Solved

Database is starting up

Posted on 2014-12-15
30
104 Views
Last Modified: 2014-12-22
SQL Server 2012 Enterprise.
Am currently looking into why backup jobs are taking longer than usual.
Looking through the SQL logs I see the DBs being backed up one by one (I use this to do so - https://ola.hallengren.com/ - so is a single "job")

Looking through I see DB backed up, DB backed up but then I see entries saying Starting up database <dbname> several times and then some more DB backup messages.
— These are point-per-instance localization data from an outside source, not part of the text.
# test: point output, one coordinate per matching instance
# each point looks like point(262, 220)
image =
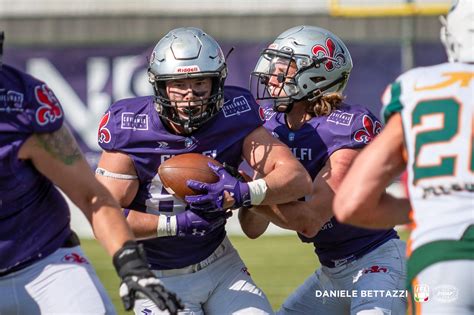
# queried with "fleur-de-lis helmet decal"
point(322, 61)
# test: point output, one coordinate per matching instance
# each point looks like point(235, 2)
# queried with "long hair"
point(326, 104)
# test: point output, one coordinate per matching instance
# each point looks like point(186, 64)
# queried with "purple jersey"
point(34, 217)
point(132, 126)
point(350, 127)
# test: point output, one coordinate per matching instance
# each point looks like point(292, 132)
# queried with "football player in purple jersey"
point(43, 269)
point(300, 78)
point(191, 111)
point(430, 133)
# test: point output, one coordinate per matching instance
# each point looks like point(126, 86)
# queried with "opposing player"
point(304, 72)
point(430, 132)
point(191, 111)
point(43, 270)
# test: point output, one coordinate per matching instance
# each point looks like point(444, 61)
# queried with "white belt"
point(216, 254)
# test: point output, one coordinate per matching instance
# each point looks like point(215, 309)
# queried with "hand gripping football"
point(175, 172)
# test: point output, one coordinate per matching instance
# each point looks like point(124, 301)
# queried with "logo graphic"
point(335, 58)
point(421, 293)
point(75, 258)
point(134, 121)
point(50, 109)
point(291, 136)
point(370, 130)
point(445, 293)
point(238, 106)
point(188, 142)
point(15, 99)
point(246, 271)
point(146, 311)
point(104, 133)
point(152, 58)
point(340, 118)
point(261, 113)
point(269, 113)
point(187, 69)
point(375, 269)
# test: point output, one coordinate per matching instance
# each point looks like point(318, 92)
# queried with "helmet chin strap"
point(283, 107)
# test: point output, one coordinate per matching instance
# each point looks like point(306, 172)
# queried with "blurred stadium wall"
point(95, 52)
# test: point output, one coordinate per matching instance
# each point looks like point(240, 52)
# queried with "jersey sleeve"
point(45, 113)
point(107, 132)
point(361, 130)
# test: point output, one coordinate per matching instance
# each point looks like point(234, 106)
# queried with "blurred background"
point(92, 53)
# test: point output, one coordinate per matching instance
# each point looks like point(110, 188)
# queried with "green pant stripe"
point(437, 251)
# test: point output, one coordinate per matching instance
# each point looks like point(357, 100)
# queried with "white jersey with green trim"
point(436, 105)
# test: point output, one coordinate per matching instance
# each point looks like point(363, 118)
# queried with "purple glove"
point(189, 223)
point(214, 198)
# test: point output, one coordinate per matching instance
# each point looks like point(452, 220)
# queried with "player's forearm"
point(286, 184)
point(143, 225)
point(253, 224)
point(296, 216)
point(386, 213)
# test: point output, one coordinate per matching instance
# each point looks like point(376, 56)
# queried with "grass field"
point(278, 264)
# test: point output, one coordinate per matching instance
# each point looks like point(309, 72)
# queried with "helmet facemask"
point(187, 53)
point(317, 62)
point(275, 78)
point(190, 115)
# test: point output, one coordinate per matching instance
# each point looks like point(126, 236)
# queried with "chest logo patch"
point(238, 106)
point(104, 135)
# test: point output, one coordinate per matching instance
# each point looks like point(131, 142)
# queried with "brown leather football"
point(175, 171)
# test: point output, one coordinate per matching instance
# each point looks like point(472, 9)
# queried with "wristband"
point(167, 225)
point(258, 190)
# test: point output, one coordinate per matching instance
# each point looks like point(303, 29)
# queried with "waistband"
point(71, 241)
point(216, 254)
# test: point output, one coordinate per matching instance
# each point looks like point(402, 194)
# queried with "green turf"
point(278, 264)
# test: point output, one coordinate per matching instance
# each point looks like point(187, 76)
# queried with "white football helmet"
point(187, 52)
point(457, 31)
point(321, 60)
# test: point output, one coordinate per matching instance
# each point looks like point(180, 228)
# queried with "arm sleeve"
point(363, 129)
point(106, 134)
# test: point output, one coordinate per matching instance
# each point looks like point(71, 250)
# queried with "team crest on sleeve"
point(50, 109)
point(370, 129)
point(104, 135)
point(134, 121)
point(340, 118)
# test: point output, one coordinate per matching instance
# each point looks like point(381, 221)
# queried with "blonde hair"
point(326, 104)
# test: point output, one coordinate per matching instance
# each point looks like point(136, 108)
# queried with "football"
point(175, 172)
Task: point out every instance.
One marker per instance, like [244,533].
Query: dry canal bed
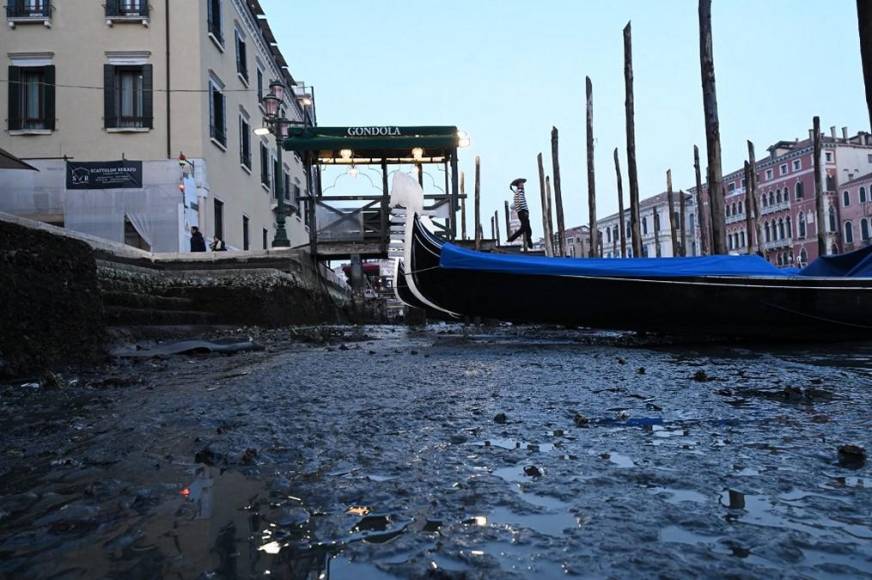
[497,453]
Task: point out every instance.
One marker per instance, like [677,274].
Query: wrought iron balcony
[23,11]
[136,9]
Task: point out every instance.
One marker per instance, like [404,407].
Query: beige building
[104,96]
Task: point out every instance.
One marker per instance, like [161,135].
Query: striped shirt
[520,200]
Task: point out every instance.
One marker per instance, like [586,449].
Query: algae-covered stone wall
[51,311]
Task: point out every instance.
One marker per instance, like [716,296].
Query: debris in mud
[532,471]
[207,456]
[249,456]
[852,456]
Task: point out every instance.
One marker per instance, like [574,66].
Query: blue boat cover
[856,264]
[455,257]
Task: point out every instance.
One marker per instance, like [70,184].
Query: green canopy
[383,142]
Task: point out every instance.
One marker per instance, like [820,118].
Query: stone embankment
[62,292]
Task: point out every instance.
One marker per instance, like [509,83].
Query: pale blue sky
[507,70]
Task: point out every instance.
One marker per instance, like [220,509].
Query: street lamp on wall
[276,124]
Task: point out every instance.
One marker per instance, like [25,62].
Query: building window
[244,142]
[128,96]
[264,166]
[136,8]
[217,115]
[214,20]
[28,8]
[219,219]
[241,57]
[31,98]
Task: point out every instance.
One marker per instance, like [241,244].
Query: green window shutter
[148,96]
[49,97]
[14,98]
[109,119]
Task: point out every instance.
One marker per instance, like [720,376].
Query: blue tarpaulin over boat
[856,264]
[455,257]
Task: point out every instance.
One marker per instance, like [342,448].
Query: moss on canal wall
[51,311]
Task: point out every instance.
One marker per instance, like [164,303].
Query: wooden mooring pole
[462,206]
[545,209]
[621,222]
[558,191]
[477,203]
[751,195]
[702,207]
[819,189]
[632,175]
[673,227]
[591,177]
[712,128]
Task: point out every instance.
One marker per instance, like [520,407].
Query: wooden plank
[673,227]
[591,177]
[632,173]
[622,220]
[558,191]
[712,128]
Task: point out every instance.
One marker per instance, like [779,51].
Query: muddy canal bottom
[510,453]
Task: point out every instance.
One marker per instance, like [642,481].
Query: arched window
[849,233]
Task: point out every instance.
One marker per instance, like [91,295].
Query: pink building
[855,201]
[786,227]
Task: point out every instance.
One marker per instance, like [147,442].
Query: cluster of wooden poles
[709,200]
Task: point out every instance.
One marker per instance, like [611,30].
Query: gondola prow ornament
[520,202]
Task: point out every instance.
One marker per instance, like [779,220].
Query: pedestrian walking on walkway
[198,244]
[517,187]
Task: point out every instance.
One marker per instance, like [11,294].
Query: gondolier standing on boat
[517,187]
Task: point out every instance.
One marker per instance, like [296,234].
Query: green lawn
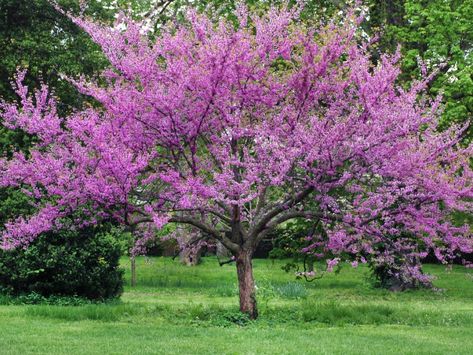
[193,310]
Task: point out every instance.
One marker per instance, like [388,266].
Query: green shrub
[83,264]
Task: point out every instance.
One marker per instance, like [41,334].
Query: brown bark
[133,271]
[246,284]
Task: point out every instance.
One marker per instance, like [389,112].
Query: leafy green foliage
[84,264]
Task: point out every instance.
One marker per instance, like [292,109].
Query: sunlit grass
[176,309]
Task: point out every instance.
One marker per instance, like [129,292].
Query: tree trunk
[246,284]
[222,252]
[133,271]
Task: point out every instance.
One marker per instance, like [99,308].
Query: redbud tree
[235,129]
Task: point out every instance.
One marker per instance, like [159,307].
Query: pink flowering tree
[236,129]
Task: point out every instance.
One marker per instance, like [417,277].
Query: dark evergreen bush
[68,263]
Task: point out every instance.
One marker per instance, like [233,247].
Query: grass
[193,310]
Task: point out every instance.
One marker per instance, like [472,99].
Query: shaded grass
[181,310]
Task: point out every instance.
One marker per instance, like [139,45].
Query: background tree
[236,130]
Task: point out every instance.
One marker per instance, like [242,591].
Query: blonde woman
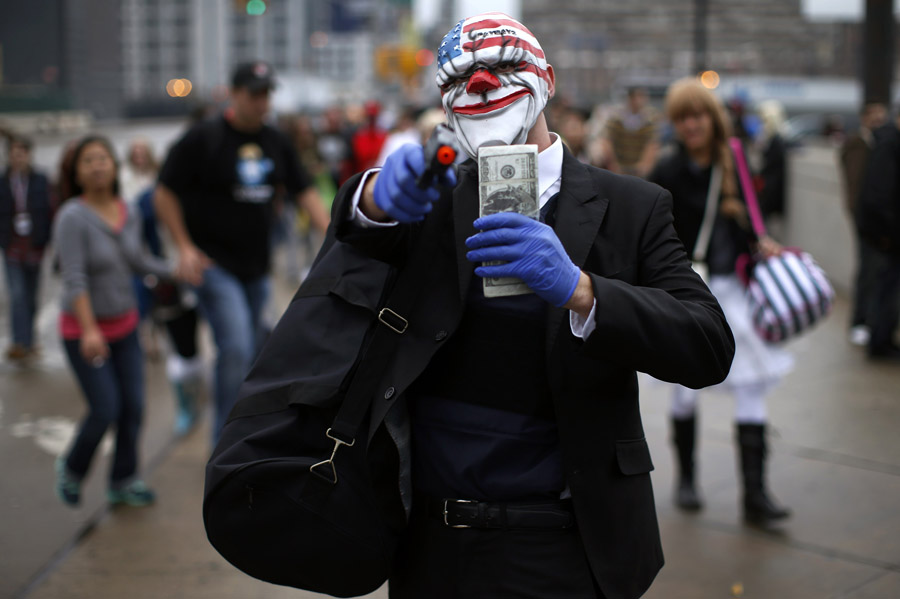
[702,131]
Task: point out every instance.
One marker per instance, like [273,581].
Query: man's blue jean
[234,310]
[115,397]
[22,281]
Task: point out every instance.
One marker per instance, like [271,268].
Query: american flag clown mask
[494,80]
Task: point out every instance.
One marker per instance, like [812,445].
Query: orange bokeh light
[709,79]
[424,57]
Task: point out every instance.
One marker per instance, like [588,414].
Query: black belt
[462,513]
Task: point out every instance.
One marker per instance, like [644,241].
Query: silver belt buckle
[399,324]
[446,513]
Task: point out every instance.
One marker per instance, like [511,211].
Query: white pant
[749,405]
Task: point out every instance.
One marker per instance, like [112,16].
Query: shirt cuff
[583,327]
[356,215]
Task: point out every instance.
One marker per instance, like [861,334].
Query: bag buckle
[324,465]
[393,321]
[446,513]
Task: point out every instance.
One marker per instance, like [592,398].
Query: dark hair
[18,140]
[75,187]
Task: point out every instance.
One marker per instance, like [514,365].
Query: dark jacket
[689,186]
[854,155]
[878,208]
[39,207]
[654,315]
[774,176]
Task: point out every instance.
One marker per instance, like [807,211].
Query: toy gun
[440,153]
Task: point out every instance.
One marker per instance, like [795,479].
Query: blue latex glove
[396,191]
[532,252]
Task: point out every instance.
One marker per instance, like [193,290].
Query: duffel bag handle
[401,293]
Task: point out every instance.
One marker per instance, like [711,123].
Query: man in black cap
[215,194]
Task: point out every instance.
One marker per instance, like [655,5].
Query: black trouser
[439,562]
[885,311]
[183,333]
[868,266]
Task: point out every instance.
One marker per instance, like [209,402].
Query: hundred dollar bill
[507,182]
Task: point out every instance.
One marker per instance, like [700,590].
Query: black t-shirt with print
[227,181]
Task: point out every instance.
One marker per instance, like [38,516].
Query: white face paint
[494,80]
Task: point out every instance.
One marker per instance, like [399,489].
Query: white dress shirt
[549,183]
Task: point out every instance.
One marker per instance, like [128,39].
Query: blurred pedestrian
[64,173]
[139,171]
[631,136]
[854,156]
[172,306]
[334,145]
[573,129]
[403,132]
[702,129]
[216,195]
[368,139]
[99,246]
[26,213]
[878,216]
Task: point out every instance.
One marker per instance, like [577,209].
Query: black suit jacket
[654,315]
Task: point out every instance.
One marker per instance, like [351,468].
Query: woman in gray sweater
[99,247]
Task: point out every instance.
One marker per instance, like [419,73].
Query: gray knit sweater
[95,258]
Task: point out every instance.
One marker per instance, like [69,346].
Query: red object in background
[367,141]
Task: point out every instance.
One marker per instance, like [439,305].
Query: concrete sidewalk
[835,460]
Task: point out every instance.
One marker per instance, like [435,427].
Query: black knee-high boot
[759,507]
[684,434]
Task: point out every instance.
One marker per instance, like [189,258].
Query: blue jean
[234,311]
[115,397]
[22,281]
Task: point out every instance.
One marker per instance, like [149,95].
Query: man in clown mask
[523,467]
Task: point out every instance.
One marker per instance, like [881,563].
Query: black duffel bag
[296,492]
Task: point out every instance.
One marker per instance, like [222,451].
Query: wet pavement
[835,440]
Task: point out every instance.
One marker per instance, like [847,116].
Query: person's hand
[531,250]
[768,247]
[396,192]
[93,347]
[191,264]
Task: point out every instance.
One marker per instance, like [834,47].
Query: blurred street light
[179,88]
[709,79]
[256,7]
[424,57]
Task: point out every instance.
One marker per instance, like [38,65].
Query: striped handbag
[788,293]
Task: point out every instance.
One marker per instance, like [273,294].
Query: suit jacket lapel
[465,211]
[580,210]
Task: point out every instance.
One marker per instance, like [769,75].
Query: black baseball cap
[255,76]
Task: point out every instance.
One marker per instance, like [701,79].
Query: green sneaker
[136,494]
[67,488]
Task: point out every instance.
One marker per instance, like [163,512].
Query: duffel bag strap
[375,356]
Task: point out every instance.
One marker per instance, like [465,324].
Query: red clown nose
[481,82]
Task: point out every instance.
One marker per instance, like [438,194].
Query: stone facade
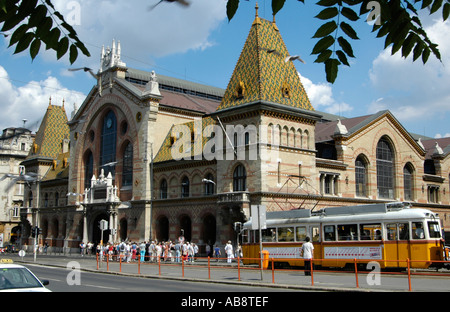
[159,158]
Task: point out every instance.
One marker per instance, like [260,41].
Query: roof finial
[257,20]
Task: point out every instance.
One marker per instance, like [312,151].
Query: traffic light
[238,227]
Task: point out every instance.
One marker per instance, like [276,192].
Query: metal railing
[119,262]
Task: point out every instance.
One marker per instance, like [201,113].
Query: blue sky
[199,44]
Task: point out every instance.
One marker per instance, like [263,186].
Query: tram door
[397,246]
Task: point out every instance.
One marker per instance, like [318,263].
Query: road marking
[105,287]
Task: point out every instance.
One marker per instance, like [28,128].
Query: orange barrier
[240,266]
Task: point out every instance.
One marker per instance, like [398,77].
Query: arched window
[108,143]
[185,187]
[385,169]
[408,182]
[239,179]
[163,189]
[127,171]
[209,184]
[88,169]
[360,176]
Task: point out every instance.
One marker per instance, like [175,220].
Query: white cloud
[321,97]
[167,29]
[412,91]
[31,100]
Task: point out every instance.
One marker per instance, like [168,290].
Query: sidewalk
[216,272]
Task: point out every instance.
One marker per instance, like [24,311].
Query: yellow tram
[388,233]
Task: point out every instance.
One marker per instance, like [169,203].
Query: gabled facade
[159,157]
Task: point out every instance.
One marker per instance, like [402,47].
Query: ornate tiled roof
[262,72]
[174,143]
[52,131]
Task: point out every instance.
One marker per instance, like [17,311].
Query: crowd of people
[154,251]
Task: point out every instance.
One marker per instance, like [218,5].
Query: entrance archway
[96,232]
[162,229]
[209,229]
[186,227]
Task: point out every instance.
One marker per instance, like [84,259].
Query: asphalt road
[64,280]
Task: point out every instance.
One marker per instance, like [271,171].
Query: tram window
[330,234]
[433,229]
[347,232]
[315,234]
[370,231]
[269,235]
[417,229]
[391,231]
[286,234]
[300,233]
[246,236]
[403,231]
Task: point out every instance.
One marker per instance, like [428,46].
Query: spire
[263,72]
[257,21]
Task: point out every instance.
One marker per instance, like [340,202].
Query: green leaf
[426,3]
[37,16]
[34,48]
[73,54]
[323,44]
[348,30]
[325,29]
[408,45]
[63,45]
[327,13]
[425,55]
[325,55]
[277,5]
[24,42]
[446,11]
[350,14]
[342,57]
[346,46]
[418,50]
[327,2]
[11,21]
[331,69]
[437,4]
[18,34]
[232,6]
[52,39]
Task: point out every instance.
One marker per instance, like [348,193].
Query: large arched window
[360,176]
[127,169]
[88,169]
[185,187]
[108,143]
[385,169]
[239,179]
[163,189]
[408,182]
[209,184]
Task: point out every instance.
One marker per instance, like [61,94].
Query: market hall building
[159,157]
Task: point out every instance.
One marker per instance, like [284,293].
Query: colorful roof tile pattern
[176,146]
[262,74]
[52,131]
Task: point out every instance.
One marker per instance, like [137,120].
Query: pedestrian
[177,252]
[208,250]
[82,247]
[307,253]
[217,253]
[229,252]
[142,251]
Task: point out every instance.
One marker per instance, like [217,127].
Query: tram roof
[364,213]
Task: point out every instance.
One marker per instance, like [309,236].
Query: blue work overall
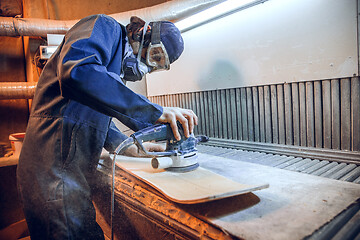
[78,93]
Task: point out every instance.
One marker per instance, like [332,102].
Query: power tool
[179,156]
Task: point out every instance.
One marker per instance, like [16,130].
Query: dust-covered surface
[293,207]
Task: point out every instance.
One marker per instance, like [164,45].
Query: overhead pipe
[17,90]
[171,11]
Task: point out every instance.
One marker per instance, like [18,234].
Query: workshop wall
[274,42]
[282,72]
Then another few start ups and a transaction rollback message (in other words, interspersed between backup notifications are messages that look like a server start up!)
Databases are *not* set to auto close.
Any ideas what could be causing this?
0
Comment
Question by:QPR
  • 17
  • 12
30 Comments
 
LVL 23

Expert Comment

by:Racim BOUDJAKDJI
ID: 40501522
<<Am currently looking into why backup jobs are taking longer than usual.>>
How luch longer ?  Which one is the longest backup ?  Do you have a specific database bigger than any other ?  Can you put some figures on this ?
0
 
LVL 29

Author Comment

by:QPR
ID: 40501573
From an average of an hour to over 3 hours.
This is a sharepoint sql server so there are a few DBs of varying sizes from small to very large.
We have recently transferred from one environment to another (new SAN and upgraded VM, this isn't my area so can't expand much on that other than to be assured the new environment should be better and greater).

My question is more aimed at the database starting messages. The services are not being restarted, the Dbs are not set to autoclose. Why is it then behaving (logging) messages that would indicate a restart or recovery?
0
 
LVL 23

Expert Comment

by:Racim BOUDJAKDJI
ID: 40501591
Unless your database has tripled in size during the migration, you definitely have a problem.  It looks like you have an IO hog somewhere.  Please double check the IO write throughput (in MB/sec) on the disk where you put the backups.
0
 
LVL 29

Author Comment

by:QPR
ID: 40501714
Yes that is being investigated but this isn't the question I'm asking
0
 
LVL 23

Expert Comment

by:Racim BOUDJAKDJI
ID: 40501737
<<Yes that is being investigated but this isn't the question I'm asking>>
I am sorry but when you ask:

Any ideas what could be causing this?

I read what may be causing a significant increase in backup times, transactions to roll back, and server instability.  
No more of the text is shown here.